Welcome to OGeek Q&A Community for programmer and developer-Open, Learning and Share
Welcome To Ask or Share your Answers For Others

Categories

0 votes
579 views
in Technique[技术] by (71.8m points)

matlab - Time series aggregation efficiency

I commonly need to summarize a time series with irregular timing with a given aggregation function (i.e., sum, average, etc.). However, the current solution that I have seems inefficient and slow.

Take the aggregation function:

function aggArray = aggregate(array, groupIndex, collapseFn)

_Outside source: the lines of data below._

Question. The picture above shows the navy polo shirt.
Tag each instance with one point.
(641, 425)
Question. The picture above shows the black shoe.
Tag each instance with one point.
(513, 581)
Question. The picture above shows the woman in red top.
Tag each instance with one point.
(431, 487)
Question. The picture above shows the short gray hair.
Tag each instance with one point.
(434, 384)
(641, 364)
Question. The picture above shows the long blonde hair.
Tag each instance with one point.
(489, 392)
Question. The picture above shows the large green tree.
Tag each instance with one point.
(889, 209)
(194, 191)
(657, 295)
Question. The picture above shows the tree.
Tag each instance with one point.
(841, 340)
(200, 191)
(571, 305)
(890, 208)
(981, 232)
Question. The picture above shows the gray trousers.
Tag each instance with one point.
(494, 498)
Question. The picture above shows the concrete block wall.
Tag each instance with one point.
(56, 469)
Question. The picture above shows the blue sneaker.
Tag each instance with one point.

groups = unique(groupIndex, 'rows');
aggArray = nan(size(groups, 1), size(array, 2));

for iGr = 1:size(groups,1)
    grIdx = all(groupIndex == repmat(groups(iGr,:), [size(groupIndex,1), 1]), 2);
    for iSer = 1:size(array, 2)
      aggArray(iGr,iSer) = collapseFn(array(grIdx,iSer));
    end
end

end

Note that both array and groupIndex can be 2D. Every column in array is an independent series to be aggregated, but the columns of groupIndex should be taken together (as a row) to specify a period.

Then when we bring an irregular time series to it (note the second period is one base period longer), the timing results are poor:

a = rand(20006,10);
b = transpose([ones(1,5) 2*ones(1,6) sort(repmat((3:4001), [1 5]))]);

tic; aggregate(a, b, @sum); toc
Elapsed time is 1.370001 seconds.

Using the profiler, we can find out that the grpIdx line takes about 1/4 of the execution time (.28 s) and the iSer loop takes about 3/4 (1.17 s) of the total (1.48 s).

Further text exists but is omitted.